3D Global and Multi-View Local Features Combination Based Qualitative Action Recognition for Volleyball Game Analysis

Xina CHENG  Yang LIU  Takeshi IKENAGA  

Publication
IEICE TRANSACTIONS on Fundamentals of Electronics, Communications and Computer Sciences   Vol.E102-A   No.12   pp.1891-1899
Publication Date: 2019/12/01
Online ISSN: 1745-1337
DOI: 10.1587/transfun.E102.A.1891
Type of Manuscript: Special Section PAPER (Special Section on Smart Multimedia & Communication Systems)
Category: Image
Keyword: 
volleyball game analysis,  qualitative action recognition,  3D global feature,  multi-view local feature,  combination framework,  

Full Text: PDF(1.8MB)>>
Buy this Article




Summary: 
Volleyball video analysis plays important roles in providing data for TV contents and developing strategies. Among all the topics of volleyball analysis, qualitative player action recognition is essential because it potentially provides not only the action that being performed but also the quality, which means how well the action is performed. However, most action recognition researches focus on the discrimination between different actions.
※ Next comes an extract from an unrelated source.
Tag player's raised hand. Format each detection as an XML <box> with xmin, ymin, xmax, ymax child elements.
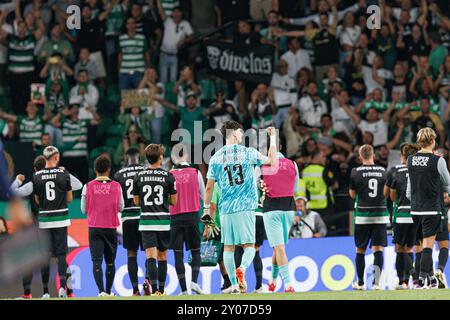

The quality of an action, which is helpful for evaluation and training of the player skill, has only received little attention so far. The vital problems in qualitative action recognition include occlusion, small inter-class difference and various kinds of appearance caused by the player change. This paper proposes a 3D global and multi-view local features combination based recognition framework with global team formation feature, ball state feature and abrupt pose features. The above problems are solved by the combination of 3D global features (which hide the unstable and incomplete 2D motion feature caused by occlusion) and the multi-view local features (which get detailed local motion features of body parts in multiple viewpoints). Firstly, the team formation extracts the 3D trajectories from the whole team members rather than a single target player. This proposal focuses more on the entire feature while eliminating the personal effect. Secondly, the ball motion state feature extracts features from the 3D ball trajectory. The ball motion is not affected by the personal appearance, so this proposal ignores the influence of the players appearance and makes it more robust to target player change. At last, the abrupt pose feature consists of two parts: the abrupt hit frame pose (which extracts the contour shape of the player's pose at the hit time) and abrupt pose variation (which extracts the pose variation between the preparation pose and ending pose during the action). These two features make difference of each action quality more distinguishable by focusing on the motion standard and stability between different quality actions. Experiments are conducted on game videos from the Semifinal and Final Game of 2014 Japan Inter High School Games of Men's Volleyball in Tokyo Metropolitan Gymnasium. The experimental results show the accuracy achieves 97.26%, improving 11.33% for action discrimination and 91.76%, and improving 13.72% for action quality evaluation.